5 Nach Art. 130 Abs. 1 Z 2 B-VG erkennen die Verwaltungsgerichte über Beschwerden gegen die Ausübung unmittelbarer verwaltungsbehördlicher Befehls- und Zwangsgewalt. Eine Ausübung unmittelbarer verwaltungsbehördlicher Befehls- und Zwangsgewalt liegt dann vor, wenn ein Verwaltungsorgan im Rahmen der Hoheitsverwaltung einseitig gegen einen individuell bestimmten Adressaten einen Befehl erteilt oder Zwang ausübt und damit unmittelbar - d.h. ohne vorangegangenen Bescheid - in subjektive Rechte des Betroffenen eingreift. Das ist im Allgemeinen dann der Fall, wenn physischer Zwang ausgeübt wird oder die unmittelbare Ausübung physischen Zwangs bei Nichtbefolgung eines Befehls droht. Es muss ein Verhalten vorliegen, das als Ausübung von "Zwangsgewalt", zumindest aber als - spezifisch verstandene - Ausübung von "Befehlsgewalt" gedeutet werden kann. Als unverzichtbares Merkmal eines Verwaltungsakts in der Form eines Befehls gilt, dass dem Befehlsadressaten eine bei Nichtbefolgung unverzüglich einsetzende physische Sanktion angedroht wird. Liegt kein ausdrücklicher Befolgungsanspruch vor, so kommt es darauf an, ob bei objektiver Betrachtungsweise aus dem Blickwinkel des Betroffenen bei Beurteilung des behördlichen Vorgehens in seiner Gesamtheit der Eindruck entstehen musste, dass bei Nichtbefolgung der behördlichen Anordnung mit ihrer unmittelbaren zwangsweisen Durchsetzung zu rechnen ist (vgl. etwa VwGH 18.10.2017, Ra 2017/02/0041 m.w.H.). Rechtswidrig sind solche Akte, wenn sie entweder ohne gesetzliche Ermächtigung gesetzt werden oder wenn die gesetzliche Ermächtigung überschritten (missbraucht) wird (vgl. u.a. VwGH 6.7.2010, 2009/05/0231 m.w.H.).

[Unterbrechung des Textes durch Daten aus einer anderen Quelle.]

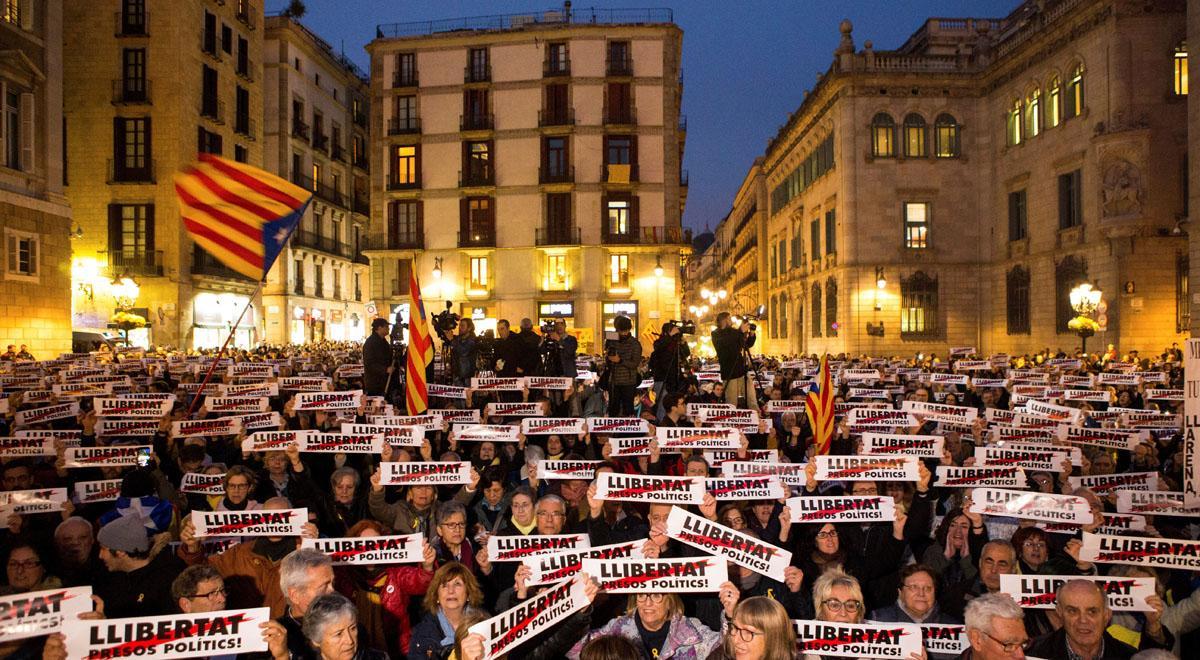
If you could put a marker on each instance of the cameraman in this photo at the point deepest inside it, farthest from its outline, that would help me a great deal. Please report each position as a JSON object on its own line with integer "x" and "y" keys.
{"x": 623, "y": 357}
{"x": 731, "y": 345}
{"x": 669, "y": 352}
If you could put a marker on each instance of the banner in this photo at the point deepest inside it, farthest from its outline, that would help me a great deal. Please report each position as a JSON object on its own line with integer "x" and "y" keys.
{"x": 547, "y": 569}
{"x": 1038, "y": 592}
{"x": 276, "y": 522}
{"x": 36, "y": 613}
{"x": 719, "y": 540}
{"x": 202, "y": 635}
{"x": 425, "y": 474}
{"x": 744, "y": 487}
{"x": 1030, "y": 505}
{"x": 867, "y": 468}
{"x": 106, "y": 456}
{"x": 924, "y": 447}
{"x": 653, "y": 489}
{"x": 508, "y": 630}
{"x": 405, "y": 549}
{"x": 858, "y": 640}
{"x": 517, "y": 549}
{"x": 843, "y": 509}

6 Der hier maßgebliche § 97 Abs. 5 StVO lautet wie folgt:

"(5) Die Organe der Straßenaufsicht sind berechtigt, durch deutlich sichtbare oder hörbare Zeichen Fahrzeuglenker zwecks Lenker- oder Fahrzeugkontrolle, zwecks anderer, den Fahrzeuglenker oder eine beförderte Person betreffende Amtshandlungen oder zwecks Durchführung von Verkehrserhebungen (wie Verkehrszählungen u. dgl.) zum Anhalten aufzufordern. Der Fahrzeuglenker hat der Aufforderung Folge zu leisten. Bei solchen Amtshandlungen sind die Organe der Straßenaufsicht auch berechtigt, die aus Gründen der Verkehrssicherheit allenfalls notwendigen Verkehrsbeschränkungen (zB sogenannte Geschwindigkeitstrichter) anzuordnen und durch Straßenverkehrszeichen kundzumachen sowie eine allenfalls notwendige Regelung mit Lichtzeichen vorzunehmen. Art, Zeit und Dauer der angeordneten Verkehrsbeschränkungen sind in einem Aktenvermerk (§ 16 AVG) festzuhalten."

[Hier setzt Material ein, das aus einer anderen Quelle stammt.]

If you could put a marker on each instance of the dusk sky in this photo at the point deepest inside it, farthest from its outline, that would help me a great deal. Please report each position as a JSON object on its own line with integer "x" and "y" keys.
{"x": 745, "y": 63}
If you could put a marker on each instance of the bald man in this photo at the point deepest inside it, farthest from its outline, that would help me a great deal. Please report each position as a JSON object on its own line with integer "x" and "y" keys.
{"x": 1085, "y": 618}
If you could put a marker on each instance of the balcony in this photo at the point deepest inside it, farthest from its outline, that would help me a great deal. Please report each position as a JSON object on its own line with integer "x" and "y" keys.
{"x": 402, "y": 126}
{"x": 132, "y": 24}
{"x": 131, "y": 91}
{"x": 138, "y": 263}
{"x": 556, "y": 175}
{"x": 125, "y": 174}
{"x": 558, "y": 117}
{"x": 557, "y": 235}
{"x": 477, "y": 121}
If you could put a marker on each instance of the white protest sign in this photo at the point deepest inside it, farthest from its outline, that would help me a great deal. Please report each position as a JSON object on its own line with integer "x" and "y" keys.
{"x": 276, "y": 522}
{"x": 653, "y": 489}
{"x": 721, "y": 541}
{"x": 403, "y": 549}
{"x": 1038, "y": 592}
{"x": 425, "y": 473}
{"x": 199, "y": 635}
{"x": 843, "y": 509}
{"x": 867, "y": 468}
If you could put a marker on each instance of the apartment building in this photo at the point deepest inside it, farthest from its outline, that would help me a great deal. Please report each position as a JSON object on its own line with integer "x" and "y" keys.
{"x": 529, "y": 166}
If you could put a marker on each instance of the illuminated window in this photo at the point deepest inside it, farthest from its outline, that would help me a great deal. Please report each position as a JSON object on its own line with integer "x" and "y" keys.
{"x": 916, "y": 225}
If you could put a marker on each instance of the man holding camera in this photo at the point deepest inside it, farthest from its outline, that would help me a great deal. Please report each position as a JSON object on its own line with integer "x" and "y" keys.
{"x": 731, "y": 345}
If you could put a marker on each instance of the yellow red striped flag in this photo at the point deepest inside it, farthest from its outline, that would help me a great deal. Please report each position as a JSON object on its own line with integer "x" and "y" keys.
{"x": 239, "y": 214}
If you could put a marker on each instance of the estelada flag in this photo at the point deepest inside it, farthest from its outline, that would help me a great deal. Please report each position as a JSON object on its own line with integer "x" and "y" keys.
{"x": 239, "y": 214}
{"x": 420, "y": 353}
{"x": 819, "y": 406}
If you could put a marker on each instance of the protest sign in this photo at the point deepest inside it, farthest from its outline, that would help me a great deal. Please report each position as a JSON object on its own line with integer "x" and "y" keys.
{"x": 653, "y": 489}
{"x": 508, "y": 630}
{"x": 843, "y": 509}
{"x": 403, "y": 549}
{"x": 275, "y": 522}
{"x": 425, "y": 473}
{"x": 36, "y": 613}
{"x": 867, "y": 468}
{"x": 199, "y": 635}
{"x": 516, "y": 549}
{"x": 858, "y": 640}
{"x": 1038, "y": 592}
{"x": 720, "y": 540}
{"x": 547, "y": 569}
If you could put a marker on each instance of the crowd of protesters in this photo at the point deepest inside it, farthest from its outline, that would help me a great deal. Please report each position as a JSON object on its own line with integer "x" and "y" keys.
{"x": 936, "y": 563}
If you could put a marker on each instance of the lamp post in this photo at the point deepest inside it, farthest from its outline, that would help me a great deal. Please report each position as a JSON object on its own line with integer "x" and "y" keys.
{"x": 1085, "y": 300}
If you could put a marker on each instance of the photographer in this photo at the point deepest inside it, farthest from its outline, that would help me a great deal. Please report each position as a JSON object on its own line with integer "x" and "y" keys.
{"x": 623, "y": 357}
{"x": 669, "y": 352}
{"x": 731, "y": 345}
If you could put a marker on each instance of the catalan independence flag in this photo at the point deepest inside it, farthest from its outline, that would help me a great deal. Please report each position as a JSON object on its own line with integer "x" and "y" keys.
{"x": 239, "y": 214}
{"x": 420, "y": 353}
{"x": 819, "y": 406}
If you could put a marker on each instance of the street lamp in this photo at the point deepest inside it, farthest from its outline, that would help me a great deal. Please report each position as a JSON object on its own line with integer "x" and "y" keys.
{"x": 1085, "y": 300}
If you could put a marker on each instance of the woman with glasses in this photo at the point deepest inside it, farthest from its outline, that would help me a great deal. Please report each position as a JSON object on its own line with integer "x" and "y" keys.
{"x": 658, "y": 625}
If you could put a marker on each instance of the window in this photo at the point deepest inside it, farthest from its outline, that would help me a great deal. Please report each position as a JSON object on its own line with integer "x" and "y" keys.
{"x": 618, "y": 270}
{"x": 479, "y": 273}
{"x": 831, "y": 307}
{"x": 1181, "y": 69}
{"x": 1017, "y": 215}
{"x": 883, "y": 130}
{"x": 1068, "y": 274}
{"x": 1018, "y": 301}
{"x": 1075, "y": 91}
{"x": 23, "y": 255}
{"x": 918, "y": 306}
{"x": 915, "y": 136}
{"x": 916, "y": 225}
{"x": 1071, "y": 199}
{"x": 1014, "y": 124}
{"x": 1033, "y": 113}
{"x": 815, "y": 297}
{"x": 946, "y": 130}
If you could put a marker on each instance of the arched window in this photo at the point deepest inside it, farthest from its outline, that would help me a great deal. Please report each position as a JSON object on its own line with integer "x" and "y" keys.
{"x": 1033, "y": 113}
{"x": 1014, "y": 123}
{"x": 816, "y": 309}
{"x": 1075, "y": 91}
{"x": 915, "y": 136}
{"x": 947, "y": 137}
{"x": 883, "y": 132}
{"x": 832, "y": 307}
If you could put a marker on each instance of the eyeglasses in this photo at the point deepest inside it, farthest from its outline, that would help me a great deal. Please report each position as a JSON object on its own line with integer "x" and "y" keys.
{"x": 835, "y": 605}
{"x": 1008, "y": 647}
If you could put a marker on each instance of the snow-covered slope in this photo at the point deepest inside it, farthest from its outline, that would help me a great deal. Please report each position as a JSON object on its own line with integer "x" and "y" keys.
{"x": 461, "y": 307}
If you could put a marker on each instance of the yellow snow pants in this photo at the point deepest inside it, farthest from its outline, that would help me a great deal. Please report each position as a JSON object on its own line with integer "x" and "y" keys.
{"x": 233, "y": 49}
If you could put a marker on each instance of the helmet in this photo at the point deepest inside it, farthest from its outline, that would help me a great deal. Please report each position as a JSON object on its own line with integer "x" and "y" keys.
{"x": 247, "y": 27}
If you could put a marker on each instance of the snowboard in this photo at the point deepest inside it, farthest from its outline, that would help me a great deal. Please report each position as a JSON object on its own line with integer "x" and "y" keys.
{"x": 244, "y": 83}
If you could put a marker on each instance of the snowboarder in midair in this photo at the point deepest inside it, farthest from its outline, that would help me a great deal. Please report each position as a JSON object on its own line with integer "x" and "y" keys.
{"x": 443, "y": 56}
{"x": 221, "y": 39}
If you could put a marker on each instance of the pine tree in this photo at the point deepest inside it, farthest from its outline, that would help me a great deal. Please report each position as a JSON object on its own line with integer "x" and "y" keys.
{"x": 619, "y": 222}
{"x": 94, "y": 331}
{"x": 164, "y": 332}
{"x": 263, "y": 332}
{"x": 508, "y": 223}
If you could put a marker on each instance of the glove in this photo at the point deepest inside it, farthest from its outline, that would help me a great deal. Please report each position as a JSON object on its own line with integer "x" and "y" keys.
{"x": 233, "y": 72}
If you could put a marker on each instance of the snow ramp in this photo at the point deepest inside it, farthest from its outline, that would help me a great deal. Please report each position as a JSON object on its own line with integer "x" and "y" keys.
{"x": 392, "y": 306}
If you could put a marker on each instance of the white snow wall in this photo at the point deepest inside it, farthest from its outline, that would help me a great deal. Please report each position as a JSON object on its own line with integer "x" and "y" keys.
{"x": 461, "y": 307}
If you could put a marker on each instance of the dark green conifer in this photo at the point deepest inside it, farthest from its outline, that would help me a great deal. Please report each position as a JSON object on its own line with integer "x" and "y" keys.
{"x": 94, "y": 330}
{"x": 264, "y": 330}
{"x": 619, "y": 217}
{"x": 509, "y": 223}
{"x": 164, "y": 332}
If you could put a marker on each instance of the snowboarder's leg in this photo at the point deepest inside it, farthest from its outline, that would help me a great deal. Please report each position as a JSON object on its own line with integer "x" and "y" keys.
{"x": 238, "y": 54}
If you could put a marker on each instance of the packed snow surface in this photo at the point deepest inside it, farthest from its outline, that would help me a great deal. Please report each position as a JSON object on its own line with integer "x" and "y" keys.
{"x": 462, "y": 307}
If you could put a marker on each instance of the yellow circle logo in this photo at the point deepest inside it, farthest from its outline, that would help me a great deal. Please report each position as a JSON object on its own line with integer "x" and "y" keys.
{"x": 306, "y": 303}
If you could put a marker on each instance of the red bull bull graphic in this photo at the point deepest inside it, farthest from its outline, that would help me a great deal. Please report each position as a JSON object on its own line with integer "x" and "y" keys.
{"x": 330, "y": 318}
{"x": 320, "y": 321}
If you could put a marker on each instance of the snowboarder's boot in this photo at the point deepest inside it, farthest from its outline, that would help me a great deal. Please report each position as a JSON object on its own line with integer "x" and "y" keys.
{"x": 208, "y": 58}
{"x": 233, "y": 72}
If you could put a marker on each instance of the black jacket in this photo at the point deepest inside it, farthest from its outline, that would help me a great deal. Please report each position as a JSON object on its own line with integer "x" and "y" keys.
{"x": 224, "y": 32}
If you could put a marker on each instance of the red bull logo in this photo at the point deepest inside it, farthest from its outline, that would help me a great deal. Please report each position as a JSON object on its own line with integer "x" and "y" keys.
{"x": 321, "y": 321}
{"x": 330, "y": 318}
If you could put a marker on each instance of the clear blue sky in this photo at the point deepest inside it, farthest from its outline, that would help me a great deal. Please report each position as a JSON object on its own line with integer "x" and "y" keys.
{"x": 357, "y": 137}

7 Im vorliegenden Fall steht unbestritten fest, dass der Polizeibeamte Insp. R. dem Mitbeteiligten nachfuhr, ihn mehrmals erfolglos zum Anhalten aufforderte und den Mitbeteiligten sodann überholte, um ihm den Weg abzusperren und den Mitbeteiligten zum Anhalten zu zwingen. Diese Vorgangsweise ist als Akt unmittelbarer verwaltungsbehördlicher Befehls- und Zwangsgewalt zu qualifizieren (vgl. VfGH 26.2.1981, B 213/79; 23.11.1984, B 560/78). Dass der Überholvorgang unstrittig nicht beendet werden konnte, stellt entgegen der in der Revision dargelegten Ansicht keine lediglich "drohende, erst allenfalls zu einem späteren Zeitpunkt zu setzende Maßnahme" dar. Bereits der versuchte, jedoch aufgrund des Unfalles nicht beendete Überholvorgang mit dem Ziel, den Mitbeteiligten zum Anhalten zu zwingen, kann als Maßnahme angesehen werden (vgl. hierzu etwa VwGH 22.4.2015, Ra 2014/04/0046 betreffend eine versuchte Ausführung von Software-Programmen und VwGH 23.7.1999, 99/02/0021 betreffend eine versuchte Abschiebung).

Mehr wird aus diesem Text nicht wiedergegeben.